What more can be done?
While Tuesday’s CPUC hearing focused more on the immediate situation than on long-term fixes, panelist Fred Heutte, senior policy analyst with the Seattle-based NW Energy, made several meaningful suggestions, including:
• Enhanced consumer protection, including bill payment assistance
• Reforming fuel cost adjustments
• Expanding gas market transparency
• Windfall profits recapture
Communication was also a biggie.
“A very high priority for us in the Northwest Energy Coalition is to provide customer information during these kinds of events to avoid the kind of total price shock we’re seeing,” Heutte said.
Are you listening, California utilities?
The ultimate answer, though, was this: “The root cause is not markets, though they have problems, but rather, over-dependence on gas,” Heutte said — a conclusion repeated by other panelists.

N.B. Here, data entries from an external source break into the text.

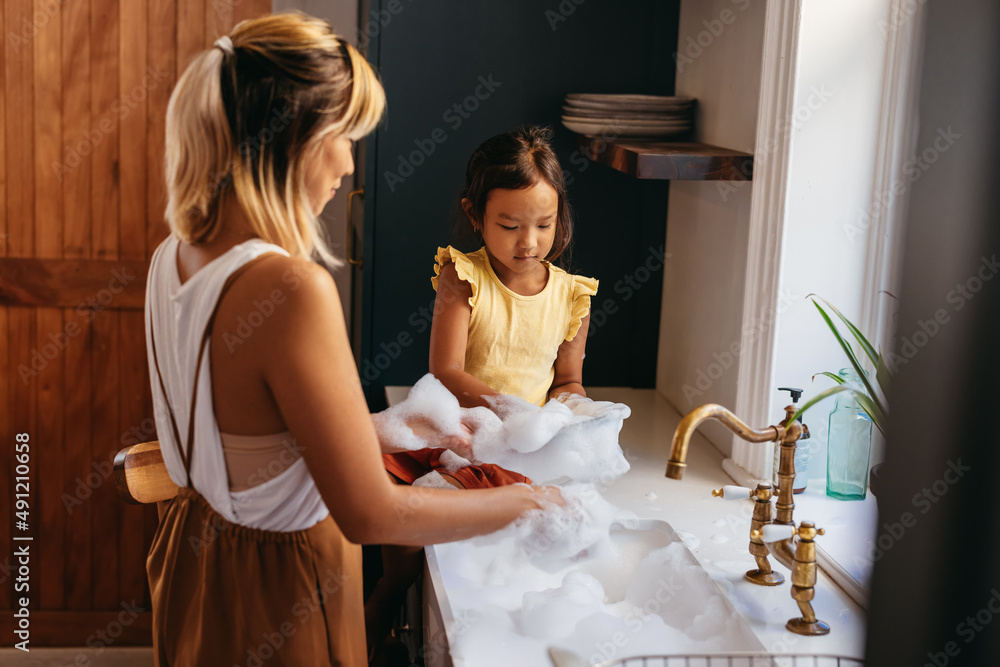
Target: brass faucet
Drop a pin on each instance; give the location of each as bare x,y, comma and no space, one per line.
802,562
788,435
802,565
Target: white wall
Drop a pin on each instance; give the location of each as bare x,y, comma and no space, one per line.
719,63
838,90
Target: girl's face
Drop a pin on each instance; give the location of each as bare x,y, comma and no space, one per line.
325,168
519,227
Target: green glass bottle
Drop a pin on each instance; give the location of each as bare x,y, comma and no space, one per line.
848,446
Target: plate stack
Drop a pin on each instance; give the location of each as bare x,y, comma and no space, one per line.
628,116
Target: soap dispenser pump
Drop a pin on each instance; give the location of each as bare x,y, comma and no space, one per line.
801,449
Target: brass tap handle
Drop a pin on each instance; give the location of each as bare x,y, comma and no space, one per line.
731,492
804,572
763,575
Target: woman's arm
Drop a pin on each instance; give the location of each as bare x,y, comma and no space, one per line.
569,363
449,337
311,373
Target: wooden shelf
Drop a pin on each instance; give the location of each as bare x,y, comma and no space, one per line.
688,161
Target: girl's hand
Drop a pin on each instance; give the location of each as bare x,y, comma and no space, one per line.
547,496
426,430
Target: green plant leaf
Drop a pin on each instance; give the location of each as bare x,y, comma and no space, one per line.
851,357
823,395
882,374
833,376
867,347
871,409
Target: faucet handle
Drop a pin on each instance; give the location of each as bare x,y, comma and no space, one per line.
731,492
775,532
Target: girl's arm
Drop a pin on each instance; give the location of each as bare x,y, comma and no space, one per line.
311,373
449,337
569,363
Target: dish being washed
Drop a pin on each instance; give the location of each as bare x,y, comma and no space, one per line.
635,590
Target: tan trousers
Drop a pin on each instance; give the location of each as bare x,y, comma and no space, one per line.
226,595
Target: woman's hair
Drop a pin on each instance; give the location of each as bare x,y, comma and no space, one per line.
247,115
512,161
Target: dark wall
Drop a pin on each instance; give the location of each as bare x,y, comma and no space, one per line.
457,72
936,584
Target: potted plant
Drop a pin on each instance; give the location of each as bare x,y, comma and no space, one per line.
861,390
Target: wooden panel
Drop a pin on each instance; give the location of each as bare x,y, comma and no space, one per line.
7,392
136,83
74,169
6,462
53,628
79,437
105,425
20,129
106,108
219,19
83,103
50,458
250,9
48,130
163,63
191,31
3,162
104,131
669,160
133,377
23,334
78,283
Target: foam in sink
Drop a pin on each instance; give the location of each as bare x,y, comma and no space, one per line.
587,578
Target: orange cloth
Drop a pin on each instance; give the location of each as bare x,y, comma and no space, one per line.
407,467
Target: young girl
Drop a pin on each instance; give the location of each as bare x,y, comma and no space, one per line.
506,319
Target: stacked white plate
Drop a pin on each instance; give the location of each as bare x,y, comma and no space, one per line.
628,116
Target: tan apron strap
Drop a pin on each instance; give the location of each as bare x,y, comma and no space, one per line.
185,447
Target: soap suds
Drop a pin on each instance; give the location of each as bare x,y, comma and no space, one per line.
570,437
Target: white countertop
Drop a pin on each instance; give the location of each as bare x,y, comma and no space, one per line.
716,531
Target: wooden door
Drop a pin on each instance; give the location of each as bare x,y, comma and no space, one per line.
82,106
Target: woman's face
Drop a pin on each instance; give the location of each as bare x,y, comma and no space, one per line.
325,168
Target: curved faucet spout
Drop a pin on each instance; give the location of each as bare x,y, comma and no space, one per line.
693,419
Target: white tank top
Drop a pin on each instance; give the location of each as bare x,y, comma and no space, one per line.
178,314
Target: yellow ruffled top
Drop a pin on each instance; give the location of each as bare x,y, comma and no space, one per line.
514,339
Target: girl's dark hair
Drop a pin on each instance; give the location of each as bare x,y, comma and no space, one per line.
515,160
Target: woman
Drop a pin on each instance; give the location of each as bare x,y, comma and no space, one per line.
259,408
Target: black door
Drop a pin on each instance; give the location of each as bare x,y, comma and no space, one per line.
457,72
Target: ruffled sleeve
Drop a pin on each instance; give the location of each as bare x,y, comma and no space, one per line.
463,265
583,289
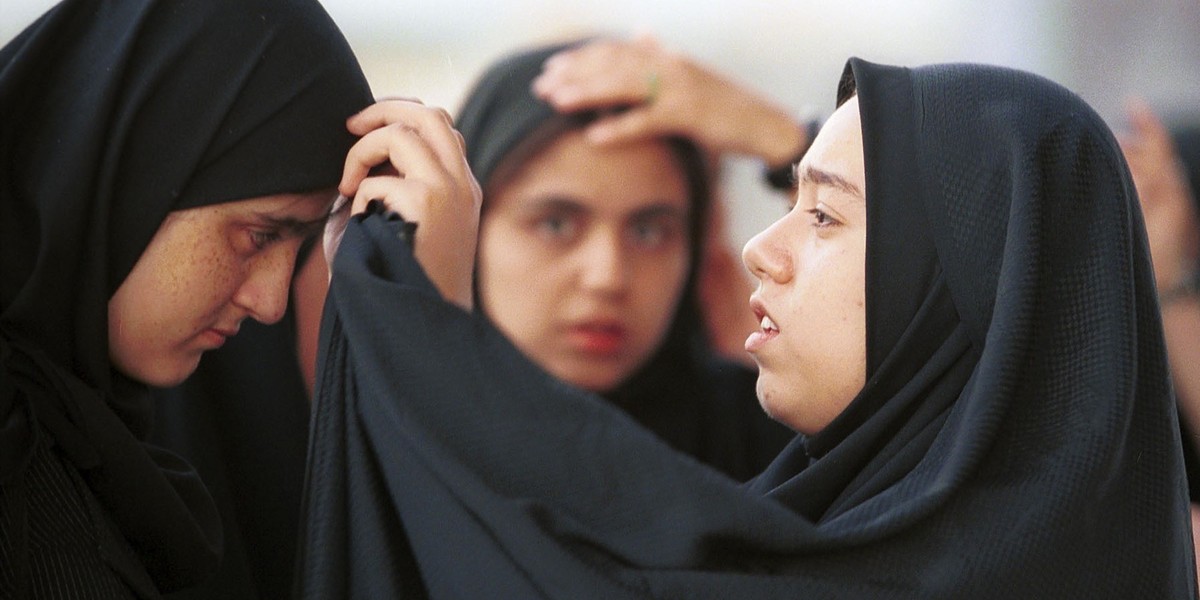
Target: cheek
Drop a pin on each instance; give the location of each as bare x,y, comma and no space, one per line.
516,282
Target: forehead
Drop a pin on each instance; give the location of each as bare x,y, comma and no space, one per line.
838,148
297,207
617,179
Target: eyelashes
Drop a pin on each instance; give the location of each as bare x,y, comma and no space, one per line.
822,220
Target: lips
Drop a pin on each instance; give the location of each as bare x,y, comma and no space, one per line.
599,339
767,328
215,337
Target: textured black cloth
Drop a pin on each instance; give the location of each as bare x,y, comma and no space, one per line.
1015,437
117,113
243,421
696,401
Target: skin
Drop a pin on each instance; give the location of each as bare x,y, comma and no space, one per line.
204,271
1171,226
583,257
810,267
691,101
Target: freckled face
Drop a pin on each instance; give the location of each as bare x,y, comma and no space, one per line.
204,271
810,264
583,256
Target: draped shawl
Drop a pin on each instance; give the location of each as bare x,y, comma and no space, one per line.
1015,436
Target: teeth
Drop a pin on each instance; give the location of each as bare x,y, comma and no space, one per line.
767,324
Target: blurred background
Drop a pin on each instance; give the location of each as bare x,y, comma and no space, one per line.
792,52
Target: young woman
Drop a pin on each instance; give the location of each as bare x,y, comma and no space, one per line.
958,316
589,261
161,163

They’re not wrong, which is why solar panels and electric appliances are looking better and better — though the price tags are prohibitive for many Californians.
For now, our best recourse is to insist that public officials hold utilities and energy suppliers accountable, and to push for policies that will fast-track the transition to renewable energy.
In the meantime, weatherstripping.
Also, it probably wouldn’t hurt to shove a few more plates into the dishwasher.